OP, you want to basically extract entities from documents without necessarily knowing them a priori ("companies can use different language to describe these things"). This might be even tougher if companies aren't required to report material weaknesses (are they? I'm unsure). If they don't report, then you'd also likely need to manually code training data for companies for which you have filings.

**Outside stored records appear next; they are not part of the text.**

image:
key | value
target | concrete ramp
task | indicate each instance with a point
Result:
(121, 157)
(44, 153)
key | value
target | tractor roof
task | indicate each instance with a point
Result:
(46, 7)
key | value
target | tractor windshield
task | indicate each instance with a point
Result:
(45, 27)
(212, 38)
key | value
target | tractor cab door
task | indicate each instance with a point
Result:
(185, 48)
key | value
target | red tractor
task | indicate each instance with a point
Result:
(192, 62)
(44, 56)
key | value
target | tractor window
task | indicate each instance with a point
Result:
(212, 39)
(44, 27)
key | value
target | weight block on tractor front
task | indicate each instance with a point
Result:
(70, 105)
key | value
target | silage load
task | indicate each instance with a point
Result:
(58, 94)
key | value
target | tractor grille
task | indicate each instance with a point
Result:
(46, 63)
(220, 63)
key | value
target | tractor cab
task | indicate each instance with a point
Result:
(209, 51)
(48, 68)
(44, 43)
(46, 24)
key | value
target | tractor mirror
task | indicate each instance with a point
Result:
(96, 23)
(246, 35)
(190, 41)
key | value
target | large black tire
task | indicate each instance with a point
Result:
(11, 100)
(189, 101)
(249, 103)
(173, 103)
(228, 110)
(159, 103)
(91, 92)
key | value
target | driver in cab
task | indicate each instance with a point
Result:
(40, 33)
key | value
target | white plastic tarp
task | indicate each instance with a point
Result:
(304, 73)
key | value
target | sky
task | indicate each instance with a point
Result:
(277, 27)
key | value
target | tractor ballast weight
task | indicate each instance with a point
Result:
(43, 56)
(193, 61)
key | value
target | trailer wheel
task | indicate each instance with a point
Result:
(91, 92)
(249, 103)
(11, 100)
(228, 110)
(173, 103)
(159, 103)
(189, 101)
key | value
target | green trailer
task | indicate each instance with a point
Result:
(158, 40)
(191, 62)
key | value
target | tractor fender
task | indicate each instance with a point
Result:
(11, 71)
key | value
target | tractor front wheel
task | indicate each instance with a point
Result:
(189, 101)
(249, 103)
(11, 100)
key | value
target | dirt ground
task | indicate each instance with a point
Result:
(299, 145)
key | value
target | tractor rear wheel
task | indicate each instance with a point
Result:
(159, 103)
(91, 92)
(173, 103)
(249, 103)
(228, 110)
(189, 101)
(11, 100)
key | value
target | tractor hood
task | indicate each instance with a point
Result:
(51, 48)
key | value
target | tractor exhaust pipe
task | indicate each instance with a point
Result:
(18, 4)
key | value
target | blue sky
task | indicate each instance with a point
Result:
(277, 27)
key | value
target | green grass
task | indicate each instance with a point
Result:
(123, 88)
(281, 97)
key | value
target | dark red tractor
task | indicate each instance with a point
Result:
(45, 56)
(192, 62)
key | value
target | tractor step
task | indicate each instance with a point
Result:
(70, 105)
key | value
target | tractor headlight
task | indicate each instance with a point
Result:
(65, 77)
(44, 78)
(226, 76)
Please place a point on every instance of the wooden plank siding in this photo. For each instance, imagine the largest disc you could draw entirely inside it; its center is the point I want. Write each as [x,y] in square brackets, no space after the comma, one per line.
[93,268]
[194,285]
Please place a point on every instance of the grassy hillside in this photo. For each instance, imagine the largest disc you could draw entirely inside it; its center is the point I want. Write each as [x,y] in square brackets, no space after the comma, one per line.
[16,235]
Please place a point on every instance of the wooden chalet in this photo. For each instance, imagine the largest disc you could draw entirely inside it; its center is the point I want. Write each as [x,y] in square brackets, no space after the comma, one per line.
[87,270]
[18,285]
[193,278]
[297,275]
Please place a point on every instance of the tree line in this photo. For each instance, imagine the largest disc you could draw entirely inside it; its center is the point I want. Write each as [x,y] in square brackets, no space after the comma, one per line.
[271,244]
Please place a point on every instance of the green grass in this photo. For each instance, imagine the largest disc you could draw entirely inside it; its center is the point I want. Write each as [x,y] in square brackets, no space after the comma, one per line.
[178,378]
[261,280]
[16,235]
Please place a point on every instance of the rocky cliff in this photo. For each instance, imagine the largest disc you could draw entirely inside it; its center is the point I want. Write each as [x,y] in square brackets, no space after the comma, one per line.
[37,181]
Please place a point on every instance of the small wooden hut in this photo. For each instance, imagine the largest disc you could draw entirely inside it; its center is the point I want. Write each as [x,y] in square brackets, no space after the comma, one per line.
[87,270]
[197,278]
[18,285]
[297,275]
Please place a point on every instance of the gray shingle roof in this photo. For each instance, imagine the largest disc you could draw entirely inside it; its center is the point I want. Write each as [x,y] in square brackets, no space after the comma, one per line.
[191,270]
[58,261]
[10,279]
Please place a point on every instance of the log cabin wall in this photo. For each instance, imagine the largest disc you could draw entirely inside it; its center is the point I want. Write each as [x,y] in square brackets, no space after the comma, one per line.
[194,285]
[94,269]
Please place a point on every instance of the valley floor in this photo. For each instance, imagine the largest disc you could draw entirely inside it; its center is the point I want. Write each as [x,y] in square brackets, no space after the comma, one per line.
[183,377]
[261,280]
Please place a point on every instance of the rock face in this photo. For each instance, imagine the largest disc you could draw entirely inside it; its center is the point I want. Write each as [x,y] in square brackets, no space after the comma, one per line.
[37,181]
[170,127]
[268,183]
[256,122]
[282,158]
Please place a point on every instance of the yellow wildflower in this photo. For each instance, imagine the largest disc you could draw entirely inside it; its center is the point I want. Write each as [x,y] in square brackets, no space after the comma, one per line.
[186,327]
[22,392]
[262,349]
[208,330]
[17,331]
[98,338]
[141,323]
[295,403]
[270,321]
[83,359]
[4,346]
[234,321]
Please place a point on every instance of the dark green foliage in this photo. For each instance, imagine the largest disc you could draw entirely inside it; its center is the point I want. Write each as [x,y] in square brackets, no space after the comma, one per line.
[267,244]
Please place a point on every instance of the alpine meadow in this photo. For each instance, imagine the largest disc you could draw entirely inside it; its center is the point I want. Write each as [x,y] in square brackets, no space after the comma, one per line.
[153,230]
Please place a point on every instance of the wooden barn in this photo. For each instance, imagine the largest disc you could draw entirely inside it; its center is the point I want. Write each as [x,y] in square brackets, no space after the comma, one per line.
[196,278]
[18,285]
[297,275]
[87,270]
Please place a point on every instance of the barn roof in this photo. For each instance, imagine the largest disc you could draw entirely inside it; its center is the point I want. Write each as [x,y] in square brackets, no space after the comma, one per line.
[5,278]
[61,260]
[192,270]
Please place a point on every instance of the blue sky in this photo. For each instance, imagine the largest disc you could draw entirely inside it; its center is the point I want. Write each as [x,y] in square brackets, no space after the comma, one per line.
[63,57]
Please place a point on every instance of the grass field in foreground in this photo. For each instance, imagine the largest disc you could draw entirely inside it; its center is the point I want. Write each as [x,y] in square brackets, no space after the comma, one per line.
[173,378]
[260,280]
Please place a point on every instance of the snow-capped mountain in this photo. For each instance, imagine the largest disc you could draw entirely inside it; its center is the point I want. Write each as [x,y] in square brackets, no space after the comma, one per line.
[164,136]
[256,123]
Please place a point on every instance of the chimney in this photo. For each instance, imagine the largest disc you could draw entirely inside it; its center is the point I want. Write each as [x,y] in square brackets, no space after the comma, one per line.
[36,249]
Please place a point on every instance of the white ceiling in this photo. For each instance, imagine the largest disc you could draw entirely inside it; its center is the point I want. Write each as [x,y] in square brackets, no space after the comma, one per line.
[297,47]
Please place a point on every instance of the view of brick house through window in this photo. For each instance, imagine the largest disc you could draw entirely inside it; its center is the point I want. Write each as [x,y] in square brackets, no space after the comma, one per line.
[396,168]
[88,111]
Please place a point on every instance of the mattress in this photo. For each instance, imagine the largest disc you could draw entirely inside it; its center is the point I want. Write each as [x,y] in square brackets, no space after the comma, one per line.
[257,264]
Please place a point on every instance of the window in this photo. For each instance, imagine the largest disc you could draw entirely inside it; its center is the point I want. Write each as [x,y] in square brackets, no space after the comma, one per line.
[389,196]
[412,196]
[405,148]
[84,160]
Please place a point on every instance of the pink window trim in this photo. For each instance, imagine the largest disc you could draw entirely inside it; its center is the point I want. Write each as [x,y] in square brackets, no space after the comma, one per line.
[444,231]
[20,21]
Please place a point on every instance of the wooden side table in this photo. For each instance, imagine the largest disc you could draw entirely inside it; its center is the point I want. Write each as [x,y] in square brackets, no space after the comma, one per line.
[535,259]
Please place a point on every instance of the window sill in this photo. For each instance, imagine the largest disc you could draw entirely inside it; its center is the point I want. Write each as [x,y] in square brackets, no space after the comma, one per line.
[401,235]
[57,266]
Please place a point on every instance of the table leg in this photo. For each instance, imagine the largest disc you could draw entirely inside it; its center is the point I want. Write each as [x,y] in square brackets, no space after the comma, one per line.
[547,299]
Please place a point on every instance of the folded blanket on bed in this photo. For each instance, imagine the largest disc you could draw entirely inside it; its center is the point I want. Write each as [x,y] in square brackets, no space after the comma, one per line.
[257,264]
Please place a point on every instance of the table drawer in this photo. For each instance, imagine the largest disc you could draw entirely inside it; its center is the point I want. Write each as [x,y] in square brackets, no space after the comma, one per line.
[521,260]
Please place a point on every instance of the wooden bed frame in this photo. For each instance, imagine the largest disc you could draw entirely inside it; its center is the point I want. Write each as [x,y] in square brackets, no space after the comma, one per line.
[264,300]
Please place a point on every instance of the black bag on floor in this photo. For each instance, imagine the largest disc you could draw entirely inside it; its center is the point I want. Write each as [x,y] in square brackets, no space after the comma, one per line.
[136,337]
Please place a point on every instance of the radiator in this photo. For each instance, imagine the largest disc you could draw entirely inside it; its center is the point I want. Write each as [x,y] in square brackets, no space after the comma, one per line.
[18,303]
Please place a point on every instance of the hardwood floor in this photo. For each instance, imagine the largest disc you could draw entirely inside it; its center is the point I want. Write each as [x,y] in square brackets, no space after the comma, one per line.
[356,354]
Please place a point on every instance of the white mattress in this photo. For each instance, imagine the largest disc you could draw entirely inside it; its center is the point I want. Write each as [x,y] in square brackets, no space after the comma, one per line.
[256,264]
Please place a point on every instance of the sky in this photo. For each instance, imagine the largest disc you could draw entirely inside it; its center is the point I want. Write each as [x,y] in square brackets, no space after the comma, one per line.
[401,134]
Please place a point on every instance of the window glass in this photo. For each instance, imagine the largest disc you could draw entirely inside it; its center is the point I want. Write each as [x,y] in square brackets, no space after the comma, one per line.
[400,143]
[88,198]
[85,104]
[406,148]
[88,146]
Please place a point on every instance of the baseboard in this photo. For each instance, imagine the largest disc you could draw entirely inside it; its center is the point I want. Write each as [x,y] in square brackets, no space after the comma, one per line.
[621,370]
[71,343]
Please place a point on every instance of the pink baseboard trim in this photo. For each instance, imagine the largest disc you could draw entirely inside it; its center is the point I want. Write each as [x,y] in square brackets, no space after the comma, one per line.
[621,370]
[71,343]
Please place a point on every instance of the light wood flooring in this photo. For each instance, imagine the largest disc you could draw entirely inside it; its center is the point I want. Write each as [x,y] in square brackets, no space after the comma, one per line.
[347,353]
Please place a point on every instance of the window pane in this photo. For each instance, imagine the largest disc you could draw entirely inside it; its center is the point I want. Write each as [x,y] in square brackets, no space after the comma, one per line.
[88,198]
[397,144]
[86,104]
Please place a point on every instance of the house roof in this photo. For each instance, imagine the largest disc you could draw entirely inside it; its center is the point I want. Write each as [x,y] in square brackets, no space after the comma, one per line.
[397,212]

If companies are required to report material weaknesses, then you can likely rely on NLP for this job. Start by building a classifier using material weakness data as your labels and tf-idf vectorized documents as your features (check out parent's link, and pick up a general NLP book while you're at it).
For each of the 50-80 things you mention in your post, OP, you'll need to repeat this: (1) obtain labels and (2) figure out a way to train a machine learning algorithm to handle that task for you. The alternative is to rely on heuristics (eg. "I know from past experience that companies using such-and-such word in filings experienced X, so I'll encode that in business rules"), which is an ugly way to build something but likely faster than learning about machine learning or NLP.